一颗豆大的泪珠掉落在了手背上,周茉香揽过他的头抱着,轻轻拍打他的后背。
就像安慰小孩子。有些事,必须得学着承受,不然一直长不大,一直困在自己的心房里出不来。
得有人告诉他。
就算伤了孩子的心灵……周茉香不懂这孩子,越是困难,越是要去争取,还一遍遍的去验证,花光了力气去做无用事,那女人简直太坏了,折磨孩子的身心健康。
“畅畅,奶奶永远爱你呢。

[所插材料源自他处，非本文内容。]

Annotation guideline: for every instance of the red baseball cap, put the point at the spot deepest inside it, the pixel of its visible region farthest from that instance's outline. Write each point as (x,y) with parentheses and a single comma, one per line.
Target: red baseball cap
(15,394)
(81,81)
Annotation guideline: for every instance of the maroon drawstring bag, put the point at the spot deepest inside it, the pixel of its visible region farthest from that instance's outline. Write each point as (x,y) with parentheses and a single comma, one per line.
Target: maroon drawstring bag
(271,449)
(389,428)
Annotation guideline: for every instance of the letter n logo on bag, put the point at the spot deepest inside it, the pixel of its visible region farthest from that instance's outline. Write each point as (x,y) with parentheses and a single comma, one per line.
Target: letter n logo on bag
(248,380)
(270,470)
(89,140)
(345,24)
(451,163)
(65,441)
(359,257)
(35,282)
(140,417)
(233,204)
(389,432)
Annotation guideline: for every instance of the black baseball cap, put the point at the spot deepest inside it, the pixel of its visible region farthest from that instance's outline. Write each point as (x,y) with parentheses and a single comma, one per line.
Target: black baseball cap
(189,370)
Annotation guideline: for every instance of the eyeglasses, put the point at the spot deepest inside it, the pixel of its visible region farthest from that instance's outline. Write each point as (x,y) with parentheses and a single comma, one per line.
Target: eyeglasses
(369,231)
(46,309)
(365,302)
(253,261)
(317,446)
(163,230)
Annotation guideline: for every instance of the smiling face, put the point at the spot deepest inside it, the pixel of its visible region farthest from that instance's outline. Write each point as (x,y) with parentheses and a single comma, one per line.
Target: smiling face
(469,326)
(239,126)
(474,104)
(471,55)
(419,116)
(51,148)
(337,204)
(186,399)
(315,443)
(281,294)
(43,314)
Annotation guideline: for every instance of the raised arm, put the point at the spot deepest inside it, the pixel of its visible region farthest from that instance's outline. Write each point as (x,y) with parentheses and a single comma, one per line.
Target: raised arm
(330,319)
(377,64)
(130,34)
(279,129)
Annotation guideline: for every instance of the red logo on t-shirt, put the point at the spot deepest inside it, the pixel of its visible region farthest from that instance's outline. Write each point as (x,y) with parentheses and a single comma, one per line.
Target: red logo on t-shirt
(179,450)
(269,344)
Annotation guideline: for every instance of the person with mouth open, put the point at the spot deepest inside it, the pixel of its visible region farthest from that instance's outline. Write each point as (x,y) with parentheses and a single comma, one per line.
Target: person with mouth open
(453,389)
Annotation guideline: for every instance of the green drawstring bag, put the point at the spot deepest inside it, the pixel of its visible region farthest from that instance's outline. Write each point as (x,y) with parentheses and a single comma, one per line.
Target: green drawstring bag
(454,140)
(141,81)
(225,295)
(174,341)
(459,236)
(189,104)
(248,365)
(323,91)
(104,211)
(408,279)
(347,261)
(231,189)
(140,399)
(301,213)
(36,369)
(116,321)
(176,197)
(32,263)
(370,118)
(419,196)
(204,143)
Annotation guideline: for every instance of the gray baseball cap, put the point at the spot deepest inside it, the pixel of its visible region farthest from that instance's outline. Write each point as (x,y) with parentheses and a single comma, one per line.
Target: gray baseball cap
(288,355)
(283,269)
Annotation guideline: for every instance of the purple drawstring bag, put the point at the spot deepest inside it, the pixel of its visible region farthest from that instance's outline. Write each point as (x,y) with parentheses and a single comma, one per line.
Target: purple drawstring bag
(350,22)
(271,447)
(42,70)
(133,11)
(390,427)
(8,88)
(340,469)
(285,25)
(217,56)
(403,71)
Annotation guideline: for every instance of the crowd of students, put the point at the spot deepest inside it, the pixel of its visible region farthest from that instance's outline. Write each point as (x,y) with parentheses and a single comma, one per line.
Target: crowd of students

”
没事,她喜欢名利,自己就争取来,曲畅应了一声,眼睛蹭了蹭衣服,眼角泪花还没擦干净,挪出下垂的狗狗眼来。
“嚯!”
周围全是人!奶奶们心疼的看着,伸出了手手每人揉揉曲畅脑袋。
“这孩子咋了?”“乖崽崽被谁欺负咯?”“敢欺负崽噢?”
曲畅苦瓜脸,硬是笑了出来,挥手解释。
餐厅人越来越多,眼熟的奶奶们都过来关心他了,一位扎着马尾辫刚洗完碗转悠回来的女人刹了一脚。
缝隙中看去,凌乱头发下一满脸泪光的小鲜肉,笑的比哭还丑。
徐萌萌拿着瓶老干妈豆豉酱大步走去:“曲畅?你一个男人,怎么又哭?”
有点略丢人,不过他也没哭,就是眼睛红了罢了。窗户透进了灿烂阳光,看萌萌姐和大家都关心的围绕着自己,这里有家的感觉。
曲畅擦干眼,尴尬笑了笑。
幸亏手机扔外面挂着,不然两万多人都……
“乖崽崽,你的手机忘了拿,给你拿过来咯!”王奶奶热情地举着手机,把手机重新放回了他手中去。
闪着泪光的脸就这样,被各种截图。
WTF???
还是没满四个小时,手机自动关机。老太太们该集合去跳广场舞,铁打不动的饭后扭一扭,就留下年轻人呆餐厅里。
“诶,萌萌姐,那段忘记一下。”
“忘不了,那画面,多好看啊。”
“萌萌姐~~玩归玩,闹归闹,别拿畅哥开玩笑。”
“没开玩笑,昨天的语音我私藏备份了。”徐萌萌挑老干妈豆豉酱夹他碗里去,一边撩起袖子,摸了摸他柔顺头发,“我说过了,你昨天开始已经是我鹅子了,快点叫麻麻,给你糖吃。”
特配合的往她那边移了移,一副小狗狗样,两眼弯成了月牙,也不害臊:“好勒,萌萌麻麻。”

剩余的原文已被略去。